The Clippers' first offensive goaltending call of the game went against Matt Barnes with 5:45 left in the second quarter and L.A. leading by five. Unlike Jordan's closing-seconds transgression, though, it sure seems like the ball was off the rim when the veteran swingman made contact:

The traveling call on Griffin with 5:01 remaining in the third also seemed iffy, given when he released the ball on his drive:

And J.J. Redick probably had legitimate gripes with at least a couple of the six personals he was assessed on Tuesday, as veterans Tony Parker and Manu Ginobili seemed to pick up some whistles due more to guile and simulation than through legitimate contact.

Beyond that, Rivers also mentioned the technical foul handed out to All-Star point guard Chris Paul with 4:48 remaining in the fourth and San Antonio leading by three:

It sure seemed odd watching it — was CP3 slapped with a T for making too crisp and demonstrative a chest pass to the ref after the Spurs bucket? As our Eric Freeman noted, though, Paul — not exactly a shy, retiring type in the "griping to the refs" department — didn't offer much in the way of complaint or disagreement at the time, suggesting he had perhaps piped up in disagreement as he dished the ball.

After the game, Paul would only say, “I thought, if anything, it was a delay of game.” Whatever the case, in a game played at this high a level with this much at stake, it seemed like the sort of moment where an official should just grit his teeth, swallow the whistle, and keep it moving.

Then again, it's worth noting that a rewatch of Game 5 could offer multiple calls that went in L.A.'s favor, too. I didn't exactly go over every second with a fine-toothed comb on Wednesday morning, but the third quarter alone saw Duncan hit the deck after body contact on a drive near the eight-minute mark; Jordan make contact with Kawhi Leonard's follow-through on a 3-point attempt less than a minute later; CP3 perhaps getting away with a technical-worthy swipe at the ball after committing a frustration foul on Leonard with seven minutes left; and Griffin getting Kawhi's arm on a short hook attempt with three minutes remaining in the frame.

A whistle on any one of those plays could have meant an extra point or two for San Antonio, just as the benefit of the doubt later on could have meant an extra point or two for Los Angeles. Because they came earlier in the game, though, we don't tend to pay as much attention to them.

We think of crunch time differently, elevating those who execute during it and excoriating those who fall short.

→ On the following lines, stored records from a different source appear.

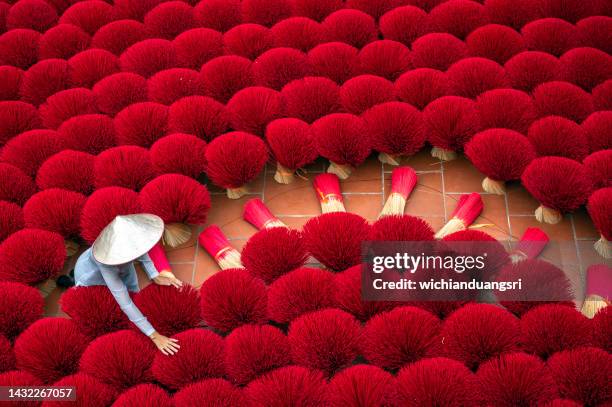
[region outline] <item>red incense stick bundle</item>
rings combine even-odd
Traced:
[[[451,219],[436,233],[436,239],[467,229],[480,215],[482,207],[482,197],[479,193],[461,195],[455,210],[451,213]]]
[[[272,215],[270,209],[268,209],[259,198],[249,199],[247,203],[244,204],[242,217],[259,230],[287,227],[280,219]]]
[[[411,167],[394,168],[391,173],[391,193],[378,218],[387,215],[403,215],[406,201],[416,184],[417,175]]]
[[[198,243],[211,255],[222,270],[242,268],[240,252],[233,248],[218,226],[207,227],[198,236]]]
[[[587,203],[587,210],[593,223],[597,227],[601,237],[595,242],[595,250],[602,257],[609,259],[612,257],[612,187],[602,188],[595,191]]]
[[[597,311],[612,304],[612,268],[605,264],[594,264],[587,269],[586,297],[582,313],[593,318]]]
[[[319,174],[312,180],[321,212],[346,212],[340,190],[340,179],[335,174]]]
[[[170,267],[170,262],[168,261],[164,247],[160,242],[157,242],[155,246],[149,250],[149,257],[151,258],[151,261],[153,262],[153,265],[157,271],[160,273],[172,273],[172,267]]]
[[[513,263],[526,259],[535,259],[542,253],[548,243],[548,235],[539,228],[527,228],[510,255]]]

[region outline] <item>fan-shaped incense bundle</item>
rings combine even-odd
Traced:
[[[605,264],[594,264],[586,273],[586,297],[582,313],[593,318],[597,311],[612,304],[612,268]]]
[[[436,233],[436,239],[467,229],[480,215],[482,207],[482,197],[479,193],[461,195],[455,210],[451,213],[451,219]]]
[[[259,198],[249,199],[244,204],[242,217],[258,230],[287,227],[287,225],[270,212],[270,209]]]
[[[218,226],[212,225],[204,229],[198,236],[198,242],[222,270],[243,267],[240,252],[232,247]]]
[[[527,228],[517,242],[514,252],[510,255],[513,263],[522,260],[535,259],[542,253],[548,243],[548,235],[539,228]]]
[[[319,174],[312,185],[321,204],[321,212],[346,212],[340,190],[340,179],[335,174]]]
[[[387,215],[403,215],[406,201],[417,184],[416,172],[410,167],[394,168],[391,173],[391,193],[387,197],[378,218]]]

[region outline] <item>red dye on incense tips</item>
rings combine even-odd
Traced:
[[[253,63],[255,83],[280,90],[295,79],[310,74],[306,54],[293,48],[273,48],[261,54]]]
[[[15,353],[13,345],[3,335],[0,335],[0,374],[15,370]]]
[[[149,78],[147,86],[149,100],[164,105],[171,105],[186,96],[204,94],[200,74],[192,69],[172,68],[159,71]]]
[[[271,283],[308,260],[302,234],[287,227],[260,230],[242,249],[242,264],[249,273]]]
[[[425,144],[423,116],[412,105],[386,102],[363,113],[372,148],[381,153],[378,159],[398,165],[400,156],[415,154]]]
[[[612,149],[597,151],[582,163],[591,171],[595,188],[612,186]]]
[[[446,71],[467,55],[468,48],[459,38],[448,33],[431,33],[417,38],[412,43],[410,60],[415,68]]]
[[[251,60],[273,48],[270,29],[259,24],[240,24],[223,34],[227,54]]]
[[[223,37],[210,28],[194,28],[178,35],[172,45],[178,66],[199,70],[209,60],[223,55]]]
[[[436,316],[416,307],[383,312],[363,328],[363,356],[380,368],[400,369],[437,353],[440,326]]]
[[[328,78],[308,76],[291,81],[281,95],[287,116],[307,123],[341,110],[340,87]]]
[[[91,38],[91,46],[120,56],[123,51],[147,39],[144,24],[134,20],[112,21],[100,27]]]
[[[198,243],[222,270],[243,268],[240,262],[240,252],[232,247],[218,226],[211,225],[204,229],[198,236]]]
[[[392,405],[395,400],[395,378],[370,365],[355,365],[336,374],[329,382],[330,406]]]
[[[98,154],[93,176],[96,189],[115,186],[139,191],[155,177],[155,172],[146,148],[119,146]]]
[[[304,243],[326,267],[342,271],[361,262],[361,242],[369,230],[370,225],[359,215],[326,213],[304,225]]]
[[[86,373],[75,373],[53,383],[54,387],[74,387],[79,389],[76,394],[77,405],[104,407],[113,403],[117,391],[111,386],[100,382]],[[45,407],[61,407],[65,401],[44,401]]]
[[[612,113],[595,112],[582,122],[586,133],[589,149],[593,153],[599,150],[612,149]]]
[[[397,167],[393,169],[391,173],[391,193],[387,197],[385,205],[380,212],[379,218],[383,215],[403,215],[404,209],[406,207],[406,201],[408,197],[412,193],[412,190],[416,187],[417,184],[417,175],[416,172],[410,167]],[[410,220],[409,220],[410,219]],[[417,218],[414,218],[417,219]],[[415,227],[416,230],[419,230],[418,235],[422,237],[424,235],[428,235],[427,232],[424,232],[424,229],[418,227],[417,224],[419,222],[413,222],[412,218],[404,218],[402,221],[392,220],[389,222],[380,223],[382,226],[381,232],[383,233],[392,233],[390,228],[393,228],[392,225],[397,225],[402,227],[401,224],[412,224],[411,227]],[[383,226],[384,225],[384,226]],[[399,229],[398,229],[399,230]],[[404,232],[400,232],[399,235],[404,235]],[[382,235],[381,235],[382,236]],[[409,235],[404,235],[409,236]],[[398,239],[403,240],[403,239]],[[410,239],[407,239],[410,240]],[[429,239],[415,239],[415,240],[429,240]]]
[[[323,0],[311,2],[309,0],[291,0],[291,9],[296,16],[312,18],[322,21],[334,11],[343,8],[341,0]]]
[[[22,229],[0,246],[0,278],[37,284],[57,277],[64,267],[64,238],[42,229]]]
[[[293,320],[287,337],[295,363],[332,376],[359,355],[360,334],[361,326],[351,314],[325,309]]]
[[[270,209],[259,198],[252,198],[246,201],[242,218],[260,231],[275,227],[287,227],[287,225],[270,212]]]
[[[380,76],[355,76],[340,88],[342,106],[354,114],[361,114],[374,105],[393,100],[395,100],[393,83]]]
[[[245,393],[254,407],[282,407],[289,401],[318,406],[328,400],[323,374],[300,366],[273,370],[249,383]]]
[[[174,355],[155,353],[151,371],[157,381],[177,390],[202,379],[223,377],[223,338],[204,329],[190,329],[174,338],[181,351]]]
[[[174,102],[168,110],[172,132],[193,134],[210,141],[229,130],[225,107],[207,96],[188,96]]]
[[[414,63],[414,49],[412,51]],[[406,72],[395,81],[395,94],[402,102],[419,110],[425,109],[435,99],[448,94],[448,81],[444,72],[417,68]]]
[[[267,293],[263,281],[244,269],[222,270],[200,289],[204,322],[220,332],[267,321]]]
[[[118,144],[150,147],[168,133],[168,107],[155,102],[134,103],[115,116]]]
[[[276,159],[274,179],[291,183],[294,172],[313,162],[317,156],[310,126],[299,119],[277,119],[266,127],[266,141]]]
[[[474,375],[462,363],[452,359],[421,359],[400,370],[396,381],[400,405],[478,405]]]
[[[115,12],[121,18],[130,18],[142,21],[145,14],[160,3],[159,0],[117,0],[115,2]]]
[[[536,150],[527,137],[514,130],[491,128],[466,143],[465,155],[486,176],[482,188],[503,195],[505,181],[520,179],[536,158]]]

This is why you might've heard at least some grumbling today about Griffin, who was a monster through the first three quarters (28 points on 9-for-16 shooting, nine rebounds, four assists, three steals and a block) but struggled in the fourth (two points, 1-for-9 shooting, five rebounds, three assists, three costly turnovers), whether due to fatigue at having played tons of high-leverage two-way minutes, a hard fall on a late-third-quarter foul by Danny Green, or both. Contested plays and questionable calls late in games seem to matter more than ones that happened earlier because there's less time to make up for or overcome them. (It's even harder when Duncan's standing in front of you in the paint.)

In the end, though, games of this magnitude are almost never about one thing, and I liked the way Andrew Lynch put it:

Certainly "too bad" for the Clippers and their fans, but this is also the nature of competition against elite opposition in the crucible of the playoffs. Every play matters, from the 24 missed "uncontested" field-goals to the 14 turnovers leading to 23 Spurs points to the 16 missed free throws to the blown goaltend to the 50/50 calls that don't go your way. It's can be frustrating, but it's the way things are. Rivers' job now is to get his team ready to mount a repeat performance of Game 4, and leave Gregg Popovich and company trying to work through their frustrations late Thursday.